In order to investigate the surface composition of the neat and grafted samples, EDX and CHN analysis were performed. EDX analysis (Fig. 4a and b) showed an evolution of the composition between the neat and grafted NFC. The EDX analysis manifested the presence of C and O elements without other elements in neat NFC. On the other hand, the EDX spectrum of NFC 4.0 TMSQI showed peaks at 0.39, 1.76 and 3.96 keV corresponding to nitrogen (N), silicon (Si) and iodine (I) respectively, which confirmed the presence of TMSQI on the NFC surface. The tabulated results of the quantitative surface analysis are expressed as both the weight percent and atomic percent and showed that the grafted NFC had a considerably higher percentage of carbon compared to neat NFC. The higher level of C was obtained by chemical grafting of the NFC surface with TMSQI, which provided further evidence about the occurrence of the grafting with TMSQI.

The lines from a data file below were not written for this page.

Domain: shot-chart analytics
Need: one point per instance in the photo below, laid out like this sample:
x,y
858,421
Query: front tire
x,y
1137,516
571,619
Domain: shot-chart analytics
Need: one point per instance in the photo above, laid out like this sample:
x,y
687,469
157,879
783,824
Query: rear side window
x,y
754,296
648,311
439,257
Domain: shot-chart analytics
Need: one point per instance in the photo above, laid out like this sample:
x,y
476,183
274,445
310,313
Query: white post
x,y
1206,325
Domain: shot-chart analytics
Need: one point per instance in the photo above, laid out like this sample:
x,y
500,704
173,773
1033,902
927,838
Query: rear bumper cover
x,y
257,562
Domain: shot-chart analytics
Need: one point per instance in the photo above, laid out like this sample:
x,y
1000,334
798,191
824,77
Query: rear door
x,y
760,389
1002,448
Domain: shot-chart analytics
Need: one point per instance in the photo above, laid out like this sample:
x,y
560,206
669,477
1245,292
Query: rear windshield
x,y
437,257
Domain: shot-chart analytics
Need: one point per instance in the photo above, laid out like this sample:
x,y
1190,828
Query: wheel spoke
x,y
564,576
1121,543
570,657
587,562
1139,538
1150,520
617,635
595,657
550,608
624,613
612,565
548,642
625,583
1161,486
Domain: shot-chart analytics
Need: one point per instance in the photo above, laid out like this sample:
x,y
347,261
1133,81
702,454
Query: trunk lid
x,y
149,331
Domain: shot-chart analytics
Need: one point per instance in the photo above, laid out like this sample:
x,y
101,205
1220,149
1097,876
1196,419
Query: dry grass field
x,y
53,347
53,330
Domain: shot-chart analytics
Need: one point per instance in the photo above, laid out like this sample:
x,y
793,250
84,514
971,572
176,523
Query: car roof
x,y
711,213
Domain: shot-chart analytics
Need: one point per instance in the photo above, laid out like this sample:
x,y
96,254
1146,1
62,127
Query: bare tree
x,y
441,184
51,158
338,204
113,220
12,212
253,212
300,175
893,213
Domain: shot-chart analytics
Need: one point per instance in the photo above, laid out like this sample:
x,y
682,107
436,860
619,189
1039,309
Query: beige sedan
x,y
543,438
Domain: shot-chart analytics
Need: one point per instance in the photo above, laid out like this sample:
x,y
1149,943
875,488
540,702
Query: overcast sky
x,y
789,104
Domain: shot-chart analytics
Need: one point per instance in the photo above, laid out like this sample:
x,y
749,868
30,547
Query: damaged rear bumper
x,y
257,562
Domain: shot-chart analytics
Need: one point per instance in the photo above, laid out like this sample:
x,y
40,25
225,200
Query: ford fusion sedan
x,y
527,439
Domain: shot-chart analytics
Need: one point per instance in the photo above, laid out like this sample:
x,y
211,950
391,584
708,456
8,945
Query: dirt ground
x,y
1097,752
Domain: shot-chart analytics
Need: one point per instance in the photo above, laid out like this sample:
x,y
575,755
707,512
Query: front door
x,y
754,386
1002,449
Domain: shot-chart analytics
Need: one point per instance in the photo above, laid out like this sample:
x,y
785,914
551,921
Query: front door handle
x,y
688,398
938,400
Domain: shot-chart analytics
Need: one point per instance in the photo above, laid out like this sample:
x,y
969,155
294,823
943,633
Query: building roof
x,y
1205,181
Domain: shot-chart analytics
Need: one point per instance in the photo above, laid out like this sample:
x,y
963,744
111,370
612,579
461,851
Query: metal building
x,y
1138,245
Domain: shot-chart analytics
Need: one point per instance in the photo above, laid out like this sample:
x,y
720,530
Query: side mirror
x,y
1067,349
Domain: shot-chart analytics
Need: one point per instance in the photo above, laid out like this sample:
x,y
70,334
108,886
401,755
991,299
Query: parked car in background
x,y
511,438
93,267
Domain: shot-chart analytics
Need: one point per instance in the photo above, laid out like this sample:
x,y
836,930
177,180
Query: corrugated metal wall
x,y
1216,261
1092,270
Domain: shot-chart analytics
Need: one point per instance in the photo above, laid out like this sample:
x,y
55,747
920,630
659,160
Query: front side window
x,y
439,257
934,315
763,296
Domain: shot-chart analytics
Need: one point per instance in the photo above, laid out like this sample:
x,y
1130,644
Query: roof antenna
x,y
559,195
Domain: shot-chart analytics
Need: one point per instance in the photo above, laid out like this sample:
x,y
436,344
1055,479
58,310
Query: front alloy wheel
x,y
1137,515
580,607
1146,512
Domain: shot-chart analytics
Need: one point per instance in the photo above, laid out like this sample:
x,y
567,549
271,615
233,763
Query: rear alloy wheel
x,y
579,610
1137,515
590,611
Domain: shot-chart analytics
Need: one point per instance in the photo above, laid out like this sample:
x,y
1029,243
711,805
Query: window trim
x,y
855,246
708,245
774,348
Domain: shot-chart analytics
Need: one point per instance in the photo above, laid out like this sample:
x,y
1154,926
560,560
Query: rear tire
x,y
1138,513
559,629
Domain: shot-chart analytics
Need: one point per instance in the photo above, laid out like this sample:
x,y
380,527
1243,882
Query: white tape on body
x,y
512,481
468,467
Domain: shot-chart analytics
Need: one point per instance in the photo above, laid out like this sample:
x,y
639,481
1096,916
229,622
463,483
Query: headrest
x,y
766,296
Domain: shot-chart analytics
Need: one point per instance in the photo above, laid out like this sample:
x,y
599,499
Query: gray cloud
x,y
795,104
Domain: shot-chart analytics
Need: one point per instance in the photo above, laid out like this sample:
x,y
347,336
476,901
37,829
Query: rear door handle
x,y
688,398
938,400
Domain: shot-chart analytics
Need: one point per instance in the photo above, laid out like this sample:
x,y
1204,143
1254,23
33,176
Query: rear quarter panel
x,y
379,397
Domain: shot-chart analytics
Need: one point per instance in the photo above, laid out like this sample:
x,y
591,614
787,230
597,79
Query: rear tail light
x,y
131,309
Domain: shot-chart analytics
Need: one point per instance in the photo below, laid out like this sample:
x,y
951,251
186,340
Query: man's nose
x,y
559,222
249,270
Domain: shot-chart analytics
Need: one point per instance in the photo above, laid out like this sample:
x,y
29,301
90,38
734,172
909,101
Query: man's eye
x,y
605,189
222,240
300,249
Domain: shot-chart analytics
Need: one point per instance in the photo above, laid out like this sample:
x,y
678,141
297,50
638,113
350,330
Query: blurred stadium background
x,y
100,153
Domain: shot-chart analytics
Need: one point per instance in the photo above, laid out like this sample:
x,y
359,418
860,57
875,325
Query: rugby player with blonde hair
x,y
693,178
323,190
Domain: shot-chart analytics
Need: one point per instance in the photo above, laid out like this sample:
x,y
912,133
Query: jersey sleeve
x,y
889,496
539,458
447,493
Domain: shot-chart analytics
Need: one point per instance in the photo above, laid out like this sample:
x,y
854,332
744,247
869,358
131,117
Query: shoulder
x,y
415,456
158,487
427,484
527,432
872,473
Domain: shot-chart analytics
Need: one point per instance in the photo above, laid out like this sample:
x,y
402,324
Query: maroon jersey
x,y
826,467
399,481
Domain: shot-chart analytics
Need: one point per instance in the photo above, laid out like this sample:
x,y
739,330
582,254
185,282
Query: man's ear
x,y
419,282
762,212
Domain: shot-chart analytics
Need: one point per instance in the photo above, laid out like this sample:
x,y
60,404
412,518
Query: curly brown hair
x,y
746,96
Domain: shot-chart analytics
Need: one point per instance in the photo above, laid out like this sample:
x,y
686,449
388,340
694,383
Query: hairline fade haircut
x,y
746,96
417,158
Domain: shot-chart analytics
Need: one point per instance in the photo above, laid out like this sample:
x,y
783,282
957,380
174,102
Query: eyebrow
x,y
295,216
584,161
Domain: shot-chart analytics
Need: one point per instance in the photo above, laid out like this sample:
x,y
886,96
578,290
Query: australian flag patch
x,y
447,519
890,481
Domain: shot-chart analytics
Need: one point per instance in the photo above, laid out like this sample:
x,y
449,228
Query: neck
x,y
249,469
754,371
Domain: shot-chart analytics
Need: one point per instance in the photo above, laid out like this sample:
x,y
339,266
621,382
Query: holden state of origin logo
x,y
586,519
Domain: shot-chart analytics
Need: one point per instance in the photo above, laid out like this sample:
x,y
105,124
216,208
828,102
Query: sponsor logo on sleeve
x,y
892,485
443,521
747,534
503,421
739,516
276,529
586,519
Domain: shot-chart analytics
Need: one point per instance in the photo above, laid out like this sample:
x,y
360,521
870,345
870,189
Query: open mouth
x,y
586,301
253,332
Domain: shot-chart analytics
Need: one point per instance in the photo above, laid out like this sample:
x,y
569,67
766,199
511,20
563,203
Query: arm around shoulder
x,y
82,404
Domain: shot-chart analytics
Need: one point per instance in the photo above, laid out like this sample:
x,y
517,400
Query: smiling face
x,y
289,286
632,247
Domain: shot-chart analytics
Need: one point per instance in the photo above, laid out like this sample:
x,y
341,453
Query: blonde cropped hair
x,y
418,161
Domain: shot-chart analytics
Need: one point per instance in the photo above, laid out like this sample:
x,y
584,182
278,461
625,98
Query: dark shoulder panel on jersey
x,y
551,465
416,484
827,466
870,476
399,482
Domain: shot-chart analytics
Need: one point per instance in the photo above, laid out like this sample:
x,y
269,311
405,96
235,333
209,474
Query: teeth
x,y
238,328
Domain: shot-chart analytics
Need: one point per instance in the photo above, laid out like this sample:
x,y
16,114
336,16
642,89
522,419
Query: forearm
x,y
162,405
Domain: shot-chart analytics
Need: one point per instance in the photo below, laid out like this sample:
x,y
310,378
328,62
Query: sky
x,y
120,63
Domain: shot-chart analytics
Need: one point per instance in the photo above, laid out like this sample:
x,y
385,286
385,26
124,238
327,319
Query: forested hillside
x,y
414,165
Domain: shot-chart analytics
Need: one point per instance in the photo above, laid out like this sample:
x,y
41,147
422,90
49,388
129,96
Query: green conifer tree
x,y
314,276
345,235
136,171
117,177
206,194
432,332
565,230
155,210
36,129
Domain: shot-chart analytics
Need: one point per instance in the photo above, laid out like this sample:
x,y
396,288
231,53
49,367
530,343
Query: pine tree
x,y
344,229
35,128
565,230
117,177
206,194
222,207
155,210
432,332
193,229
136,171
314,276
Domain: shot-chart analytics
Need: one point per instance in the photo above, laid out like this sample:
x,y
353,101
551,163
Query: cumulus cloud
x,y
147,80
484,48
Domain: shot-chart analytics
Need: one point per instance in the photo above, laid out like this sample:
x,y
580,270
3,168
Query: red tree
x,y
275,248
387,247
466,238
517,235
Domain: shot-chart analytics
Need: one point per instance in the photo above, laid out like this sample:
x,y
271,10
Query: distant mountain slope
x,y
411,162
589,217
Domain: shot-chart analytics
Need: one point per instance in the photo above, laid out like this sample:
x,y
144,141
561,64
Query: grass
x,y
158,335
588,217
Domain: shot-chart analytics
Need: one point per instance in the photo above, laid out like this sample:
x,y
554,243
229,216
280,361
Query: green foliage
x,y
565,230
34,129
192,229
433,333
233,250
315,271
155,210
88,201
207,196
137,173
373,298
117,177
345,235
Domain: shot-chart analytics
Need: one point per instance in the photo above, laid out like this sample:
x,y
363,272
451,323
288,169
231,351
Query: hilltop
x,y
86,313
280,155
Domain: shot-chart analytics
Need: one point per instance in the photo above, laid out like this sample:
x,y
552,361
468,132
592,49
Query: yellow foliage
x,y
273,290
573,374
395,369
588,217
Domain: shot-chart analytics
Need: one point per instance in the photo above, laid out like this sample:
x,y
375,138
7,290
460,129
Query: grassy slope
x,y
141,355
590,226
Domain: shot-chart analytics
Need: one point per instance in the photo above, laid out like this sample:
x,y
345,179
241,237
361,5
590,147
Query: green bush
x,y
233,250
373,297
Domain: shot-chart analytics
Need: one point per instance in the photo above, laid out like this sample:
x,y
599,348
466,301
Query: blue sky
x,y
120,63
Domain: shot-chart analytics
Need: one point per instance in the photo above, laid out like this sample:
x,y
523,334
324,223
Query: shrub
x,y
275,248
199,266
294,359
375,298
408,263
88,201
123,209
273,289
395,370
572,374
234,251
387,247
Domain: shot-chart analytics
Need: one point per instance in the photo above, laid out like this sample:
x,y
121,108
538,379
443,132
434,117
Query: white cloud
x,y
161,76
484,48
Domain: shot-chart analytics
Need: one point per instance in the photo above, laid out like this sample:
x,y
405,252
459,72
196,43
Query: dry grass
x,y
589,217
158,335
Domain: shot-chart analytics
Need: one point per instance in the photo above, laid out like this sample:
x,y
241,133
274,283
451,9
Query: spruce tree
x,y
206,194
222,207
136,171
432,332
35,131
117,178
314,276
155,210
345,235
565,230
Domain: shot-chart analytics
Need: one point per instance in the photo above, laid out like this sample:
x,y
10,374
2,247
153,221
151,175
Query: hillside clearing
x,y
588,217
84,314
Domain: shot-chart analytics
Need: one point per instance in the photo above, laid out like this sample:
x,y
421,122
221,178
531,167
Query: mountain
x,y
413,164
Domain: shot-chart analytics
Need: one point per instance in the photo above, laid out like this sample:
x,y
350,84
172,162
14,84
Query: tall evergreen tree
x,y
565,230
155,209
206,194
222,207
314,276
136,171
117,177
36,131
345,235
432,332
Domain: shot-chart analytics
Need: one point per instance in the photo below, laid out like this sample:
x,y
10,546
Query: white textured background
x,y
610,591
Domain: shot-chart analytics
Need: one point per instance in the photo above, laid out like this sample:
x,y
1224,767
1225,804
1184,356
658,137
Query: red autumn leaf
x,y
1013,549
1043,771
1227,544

Fig. 4 EDX spectra and tabulated results of neat NFC (a) and NFC 4.0 TMSQI (b).

Also, CHN analysis with quantification of each element was performed to further support the EDX results to show that NFC was grafted with TMSQI. The weight percentages of nitrogen, hydrogen and carbon elements in both neat and NFC 4.0 TMSQI were determined using a CHNS analyzer, and the results of the elemental analysis are reported in Table 1. Comparison between the neat and grafted NFC showed the presence of the nitrogen element only in the grafted NFC, thus confirming that grafting of TMSQI on the NFC surface had occurred successfully.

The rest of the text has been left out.